A company manufactures three kinds of products A, B, and C, the
total number of products being 900 pieces. The profit resulting from producing x
hundred units of the product A, y hundred units of B, and z hundred units of C is
P = xy + xz + yz dollars. How many units of each of the products A, B, and C must be manufactured in order to maximize the profit.

I did the following:

xy + xz + yz - q(x+y+z-900)= F(x,y,z)

Fx (x,y,z)= y+z-q
Fy (x,y,z)= x+z-q
Fz (x,y,z)= y+x-q

I cant seem to solve the system. to find the values.

 

[galactus]

Use the function given and x+y+z=900

\(\displaystyle z=900-x-y\)

So, \(\displaystyle P=xy+x(900-x-y)+y(900-x-y)\)

Differentiate:

\(\displaystyle \frac{\partial{P}}{\partial{x}}=-2x-y+900\)

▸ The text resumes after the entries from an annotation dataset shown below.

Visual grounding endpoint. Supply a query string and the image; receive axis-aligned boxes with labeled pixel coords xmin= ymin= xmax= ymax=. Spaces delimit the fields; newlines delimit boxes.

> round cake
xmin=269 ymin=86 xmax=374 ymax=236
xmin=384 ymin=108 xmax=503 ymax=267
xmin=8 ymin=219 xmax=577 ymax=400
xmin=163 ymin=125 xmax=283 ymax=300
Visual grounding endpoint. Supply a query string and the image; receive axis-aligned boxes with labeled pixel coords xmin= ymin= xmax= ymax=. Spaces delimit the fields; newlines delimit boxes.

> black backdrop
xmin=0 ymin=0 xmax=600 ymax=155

\(\displaystyle \frac{\partial{P}}{\partial{y}}=-2y-x+900\)

the coordinates of the critical points of P satisfy:

\(\displaystyle {-}2x-y+900=0\) and \(\displaystyle {-}2y-x+900=0\)

Solve the first one for y and sub into the second, solve for x.

You can use the second partials test to see if you found any relative extrema.